Histoire digne d’Hollywood: Brendan Gallagher écrit le scénario incroyable

Histoire digne d’Hollywood: Brendan Gallagher écrit le scénario incroyable

Par David Garel le 2026-04-29

Un jour on fera un film sur Brendan Gallagher.

Car il y a des moments en séries éliminatoires qui dépassent complètement le hockey.

Le but de Brendan Gallagher en Floride en fait partie.

Après des semaines à se faire démolir publiquement. Après les débats constants sur son contrat de 6,5 millions de dollars qui pue au nez de tout le monde et qui se termine seulement en 2027.

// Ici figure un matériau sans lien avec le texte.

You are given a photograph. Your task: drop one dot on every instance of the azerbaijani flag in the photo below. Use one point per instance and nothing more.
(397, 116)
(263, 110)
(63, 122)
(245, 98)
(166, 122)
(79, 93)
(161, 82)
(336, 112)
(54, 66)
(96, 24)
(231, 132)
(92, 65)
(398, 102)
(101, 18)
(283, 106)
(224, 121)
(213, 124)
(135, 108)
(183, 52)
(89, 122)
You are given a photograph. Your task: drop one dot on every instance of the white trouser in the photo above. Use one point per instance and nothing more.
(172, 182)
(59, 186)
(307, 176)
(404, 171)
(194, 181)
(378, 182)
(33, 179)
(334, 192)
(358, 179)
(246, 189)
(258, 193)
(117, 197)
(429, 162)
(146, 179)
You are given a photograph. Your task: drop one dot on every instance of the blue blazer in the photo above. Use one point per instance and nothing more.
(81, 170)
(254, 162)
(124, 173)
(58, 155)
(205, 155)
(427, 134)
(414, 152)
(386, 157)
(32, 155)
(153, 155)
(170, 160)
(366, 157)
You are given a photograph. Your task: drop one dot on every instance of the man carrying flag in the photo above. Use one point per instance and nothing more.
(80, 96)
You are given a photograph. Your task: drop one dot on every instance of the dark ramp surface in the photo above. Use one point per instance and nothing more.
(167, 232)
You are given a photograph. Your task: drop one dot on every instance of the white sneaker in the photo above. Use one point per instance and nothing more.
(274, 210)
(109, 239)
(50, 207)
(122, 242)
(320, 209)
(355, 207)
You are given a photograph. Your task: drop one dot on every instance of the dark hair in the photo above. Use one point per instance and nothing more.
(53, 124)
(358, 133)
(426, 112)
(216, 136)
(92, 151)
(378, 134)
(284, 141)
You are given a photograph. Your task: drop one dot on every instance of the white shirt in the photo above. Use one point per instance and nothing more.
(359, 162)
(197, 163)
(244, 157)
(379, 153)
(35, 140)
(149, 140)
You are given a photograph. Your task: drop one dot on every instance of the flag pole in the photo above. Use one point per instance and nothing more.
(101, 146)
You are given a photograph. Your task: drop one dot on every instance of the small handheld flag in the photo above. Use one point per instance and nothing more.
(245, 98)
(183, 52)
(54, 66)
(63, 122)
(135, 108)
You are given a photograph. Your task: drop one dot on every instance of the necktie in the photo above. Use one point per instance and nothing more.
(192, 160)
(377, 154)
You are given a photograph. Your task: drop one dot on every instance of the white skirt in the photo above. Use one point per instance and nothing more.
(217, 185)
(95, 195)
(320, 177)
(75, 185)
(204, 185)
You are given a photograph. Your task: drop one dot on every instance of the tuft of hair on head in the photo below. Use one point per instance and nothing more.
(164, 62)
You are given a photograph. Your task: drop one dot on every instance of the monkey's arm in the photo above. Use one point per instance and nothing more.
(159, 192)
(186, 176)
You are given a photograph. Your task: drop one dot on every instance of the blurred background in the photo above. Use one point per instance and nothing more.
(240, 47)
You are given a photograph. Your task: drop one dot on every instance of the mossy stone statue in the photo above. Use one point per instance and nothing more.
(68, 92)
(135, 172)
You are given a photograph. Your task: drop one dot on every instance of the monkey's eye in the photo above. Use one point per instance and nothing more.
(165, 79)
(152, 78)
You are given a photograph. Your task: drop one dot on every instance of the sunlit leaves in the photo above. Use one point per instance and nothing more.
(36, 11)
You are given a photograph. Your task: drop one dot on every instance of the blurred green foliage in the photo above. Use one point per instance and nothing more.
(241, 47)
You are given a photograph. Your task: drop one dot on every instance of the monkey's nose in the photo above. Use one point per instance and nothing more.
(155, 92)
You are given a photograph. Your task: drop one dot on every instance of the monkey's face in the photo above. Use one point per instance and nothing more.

Après les rumeurs de rachat. Après les discussions sur une possible retraite prématurée. Après les commentaires sur son corps usé, ses blessures, son déclin physique et sa place devenue incertaine dans l’alignement des Canadiens de Montréal…

Voilà que Gallagher revient dans la formation.

Et non seulement il revient.

Il marque le premier but du match.

C’est presque irréel.

On parlait d’un joueur que plusieurs voyaient déjà fini il y a quelques jours à peine. Un vétéran qui semblait glisser tranquillement vers la sortie.

Même son langage corporel était analysé à la loupe. Son absence sur certaines photos de célébration alimentait les spéculations. Certains se demandaient s’il était frustré. D’autres s’interrogeaient sur son rôle dans le vestiaire. Chaque détail devenait un sujet.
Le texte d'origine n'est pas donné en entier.